Hikâyeyi bu şekilde dinleyen kız “Nurettin abi, sen bana hak vereceksin sanırım” diyerek söze başladı. “Benim yaşımdaki akranlarımın hepsi evlendi çoluk çocuğa karıştı ve hepsinin iki-üç tane de çocukları oldu onları sevip büyütüyorlar. Ben ise artık bu yaştan sonra evlensem de çocuk sahibi olma şansım yok gibi o nedenle ben de böyle bir çare buldum, bu kedilerimle mutlu oluyorum. Onlarla günlerim çok güzel geçiyor. Onları seviyorum, onlarla konuşuyorum, sohbet ediyorum artık onlar benim birer çocuğum gibi oldular. Hem inan ki hiçbir külfeti ve masrafı olmuyor. Allah onların rızkını bir şekilde gönderiyor.
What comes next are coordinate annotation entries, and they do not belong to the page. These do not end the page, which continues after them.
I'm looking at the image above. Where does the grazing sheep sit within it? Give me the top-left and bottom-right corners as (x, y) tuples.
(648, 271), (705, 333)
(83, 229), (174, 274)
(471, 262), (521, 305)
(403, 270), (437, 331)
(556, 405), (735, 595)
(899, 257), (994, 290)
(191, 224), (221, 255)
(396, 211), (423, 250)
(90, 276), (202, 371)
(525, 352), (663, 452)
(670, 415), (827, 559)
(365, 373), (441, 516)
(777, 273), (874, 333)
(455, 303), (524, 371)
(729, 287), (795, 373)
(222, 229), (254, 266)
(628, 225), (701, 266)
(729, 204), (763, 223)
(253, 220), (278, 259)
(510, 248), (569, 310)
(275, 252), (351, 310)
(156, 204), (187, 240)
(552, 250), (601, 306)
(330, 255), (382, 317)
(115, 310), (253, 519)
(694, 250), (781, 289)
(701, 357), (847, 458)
Ben bunu açık bir şekilde görüyorum. Onları beslemeye başladıktan sonra evimize bereket girdi. Her şey bereketlendi, aldığım birçok şeyi normal fiyatından ucuza alıyorum. Yani ben de bu hale şaşırıyorum” diyerek mazeretini ve derdini anlatmaya çalıştı.
Ben küçükken evimizde kedi olduğundan bu durum benim çok hoşuma gitmişti o nedenle onu desteklediğimi söyledim “keşke benim de bir kedim olsa ben de kedileri çok severim” dedim.
O anda Üstadın kedileri aklıma geldi ve onların “Ya Rahim! Ya Rahim!” diye mırıldandıkları ile ilgili dersini hatırladım. Bir de anne şefkati diye nitelenen şeyin ne denli etkili olduğunu müşahade etmiş oldum.
Ona bunu yaptıran şeyin şefkat olduğu açıktı ve annelik duygusunu bu şekilde bastırabilmişti. Bazen haberlerde seyrederiz bir köpeğin bir kedi yavrusunu emzirdiğini hayretle izleriz demek ki hayret edilecek bir durum yok aslında şefkatin ilacı sevgidir ve anne o sevgisini birine verecektir. Köpek de olsa kedi yavrusunu görünce sevgisini ona veriyor ve fıtri ihtiyacını karşılamış oluyor.